La collecte de preuves destinées à démontrer l’existence d’une inégalité salariale reposant sur une discrimination en raison d’un des motifs interdits par la loi tels le sexe, l’identité de genre, l’âge, l’origine, l’opinion ou l’orientation politique, religieuse ou syndicale n’est pas toujours aisée à recueillir.
D’autant plus qu’en cas de contentieux en la matière, c’est à la personne qui s’estime victime de présenter « des éléments de fait laissant supposer l’existence d’une discrimination directe ou indirecte » (L1134-1 du code du travail).

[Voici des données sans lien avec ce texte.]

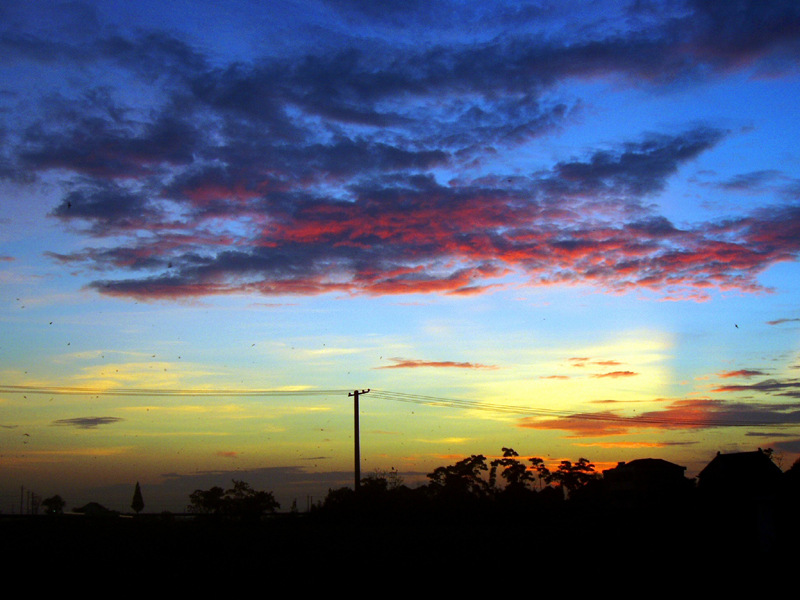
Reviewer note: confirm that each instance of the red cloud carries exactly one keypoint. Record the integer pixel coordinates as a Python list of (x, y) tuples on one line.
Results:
[(740, 373), (680, 414), (616, 374), (401, 363)]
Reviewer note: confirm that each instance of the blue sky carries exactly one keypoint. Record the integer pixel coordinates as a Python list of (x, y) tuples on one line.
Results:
[(539, 209)]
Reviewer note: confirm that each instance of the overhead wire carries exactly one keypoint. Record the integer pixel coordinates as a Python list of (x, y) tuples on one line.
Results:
[(420, 399)]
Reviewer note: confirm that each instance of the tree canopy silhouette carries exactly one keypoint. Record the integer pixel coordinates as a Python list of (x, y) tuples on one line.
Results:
[(239, 501)]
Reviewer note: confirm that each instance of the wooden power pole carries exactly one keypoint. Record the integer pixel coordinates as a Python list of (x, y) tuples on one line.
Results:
[(356, 435)]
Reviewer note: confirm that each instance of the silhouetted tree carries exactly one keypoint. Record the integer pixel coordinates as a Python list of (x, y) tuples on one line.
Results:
[(541, 469), (53, 505), (207, 502), (461, 480), (137, 504), (516, 474), (240, 501)]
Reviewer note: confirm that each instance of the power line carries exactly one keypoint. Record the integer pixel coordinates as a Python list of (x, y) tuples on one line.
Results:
[(154, 392), (421, 399)]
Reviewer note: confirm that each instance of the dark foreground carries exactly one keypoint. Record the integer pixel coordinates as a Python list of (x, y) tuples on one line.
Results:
[(575, 542)]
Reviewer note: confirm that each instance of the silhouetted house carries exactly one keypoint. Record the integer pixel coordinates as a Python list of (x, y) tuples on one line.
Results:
[(645, 481), (740, 493), (740, 476)]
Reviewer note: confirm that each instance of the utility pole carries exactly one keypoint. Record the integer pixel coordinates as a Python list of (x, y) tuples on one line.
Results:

Pour pallier cette difficulté et le rapport de force inégalitaire au détriment des salariés, il existe en droit civil la possibilité de demander à une juridiction, à qui l’on a exposé le ou les motifs légitimes de penser qu’il y a discrimination, qu’elle ordonne à l’employeur la délivrance de preuves permettant de justifier de l’inégalité salariale (article 145 du code de procédure civile). Charge ensuite à l’employeur concerné de démontrer que cette différence de traitement est justifiée par une raison objective étrangère aux motifs prohibés ci-dessus.

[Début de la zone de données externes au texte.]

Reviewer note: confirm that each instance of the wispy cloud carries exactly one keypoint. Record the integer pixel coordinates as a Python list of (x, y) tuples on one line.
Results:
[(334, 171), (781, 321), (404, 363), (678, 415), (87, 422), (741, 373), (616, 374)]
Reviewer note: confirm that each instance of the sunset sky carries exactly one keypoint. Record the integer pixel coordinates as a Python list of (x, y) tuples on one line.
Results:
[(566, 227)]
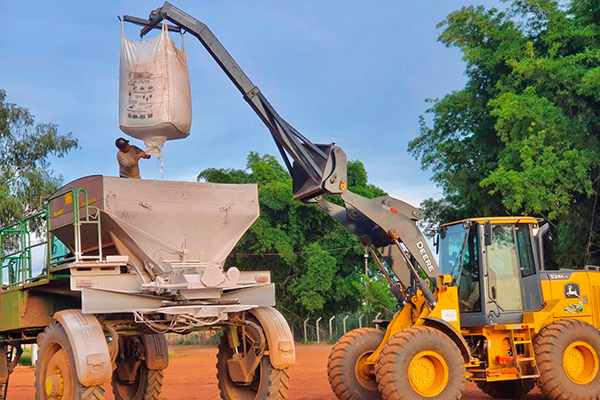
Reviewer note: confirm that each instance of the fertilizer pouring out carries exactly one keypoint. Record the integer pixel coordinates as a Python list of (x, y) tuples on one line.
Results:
[(145, 258)]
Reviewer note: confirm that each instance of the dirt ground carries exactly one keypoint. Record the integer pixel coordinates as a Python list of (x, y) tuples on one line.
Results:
[(191, 376)]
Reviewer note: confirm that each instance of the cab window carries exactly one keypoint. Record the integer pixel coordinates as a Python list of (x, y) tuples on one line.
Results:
[(525, 250), (503, 269)]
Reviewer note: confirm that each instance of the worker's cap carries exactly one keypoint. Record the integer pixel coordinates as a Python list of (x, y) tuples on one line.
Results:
[(121, 143)]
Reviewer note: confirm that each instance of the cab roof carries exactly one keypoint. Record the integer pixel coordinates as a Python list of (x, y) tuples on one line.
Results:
[(497, 220)]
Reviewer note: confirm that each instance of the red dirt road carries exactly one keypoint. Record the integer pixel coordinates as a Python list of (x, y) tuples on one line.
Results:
[(191, 376)]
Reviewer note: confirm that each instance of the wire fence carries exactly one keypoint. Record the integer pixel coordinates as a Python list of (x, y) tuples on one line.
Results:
[(328, 329)]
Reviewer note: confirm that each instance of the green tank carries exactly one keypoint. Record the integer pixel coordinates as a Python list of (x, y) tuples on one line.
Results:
[(112, 265)]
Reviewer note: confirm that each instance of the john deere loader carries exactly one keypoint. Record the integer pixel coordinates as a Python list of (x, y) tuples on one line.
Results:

Cette faculté est ouverte à tout salarié, y compris lorsqu’il n’a pas encore saisi le conseil des prud’hommes pour contester la discrimination, et quand bien même il existe une mention spécifique dans l’article précité du code du travail qui évoque la possibilité pour le juge, en cours d’instruction donc de procès, « d’ordonner, en cas de besoin, toutes les mesures d’instruction qu’il estime utiles » (Cass. soc., 22 septembre 2021, n° 19-26.144). En l’occurrence, un salarié titulaire de mandats syndicaux et représentatifs, s’estimait victime de discriminations notamment syndicale, et demandait que sa société lui communique plusieurs informations pour lui permettre de comparer sa situation avec celle de ses collègues de travail.

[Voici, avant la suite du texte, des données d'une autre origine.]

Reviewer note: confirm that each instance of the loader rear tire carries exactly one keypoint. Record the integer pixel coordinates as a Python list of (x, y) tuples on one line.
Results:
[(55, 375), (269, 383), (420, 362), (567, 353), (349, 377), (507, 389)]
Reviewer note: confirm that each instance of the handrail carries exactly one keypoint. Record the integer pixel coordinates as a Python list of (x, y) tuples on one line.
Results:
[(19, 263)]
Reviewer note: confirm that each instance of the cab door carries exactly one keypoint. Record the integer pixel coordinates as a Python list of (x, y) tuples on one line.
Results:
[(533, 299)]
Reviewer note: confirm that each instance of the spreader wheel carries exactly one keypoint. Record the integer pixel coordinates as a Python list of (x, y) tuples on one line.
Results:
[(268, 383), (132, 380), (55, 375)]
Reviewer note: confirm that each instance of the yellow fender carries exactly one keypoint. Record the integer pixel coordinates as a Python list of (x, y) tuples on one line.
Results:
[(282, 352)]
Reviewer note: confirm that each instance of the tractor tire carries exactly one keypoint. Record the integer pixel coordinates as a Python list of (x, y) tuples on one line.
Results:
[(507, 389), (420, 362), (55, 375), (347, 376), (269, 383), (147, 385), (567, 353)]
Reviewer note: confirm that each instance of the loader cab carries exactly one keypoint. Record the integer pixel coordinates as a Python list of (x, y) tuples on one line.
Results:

Le mois dernier, la Cour de cassation a une nouvelle fois fait droit à une demande similaire d’une salariée afin qu’elle puisse présenter des éléments laissant présumer l’existence de l’inégalité salariale alléguée, et ce sur le même fondement juridique du code de procédure civile. Les juges ont obligé son employeur à lui fournir les bulletins de paie de huit collègues masculins « occupant des postes de niveau comparable au sien dans des fonctions d’encadrement, commerciales ou de marché ».
La Cour ajoute même, à cette occasion, que ces fiches de paie, bien qu’elles contiennent certaines données personnelles relatives à la vie privée des salariés concernés, doivent être communiquées à la salariée parce qu’il s’agit d’éléments « indispensables à l’exercice du droit à la preuve et proportionnés au but poursuivi, soit la défense de l’intérêt légitime de la salariée à l’égalité de traitement entre hommes et femmes en matière d’emploi et de travail ». Le juge est seul à décider si ces éléments sont décisifs et nécessaires à la défense de la salariée, peu importe l’existence des règles relevant du RGPD.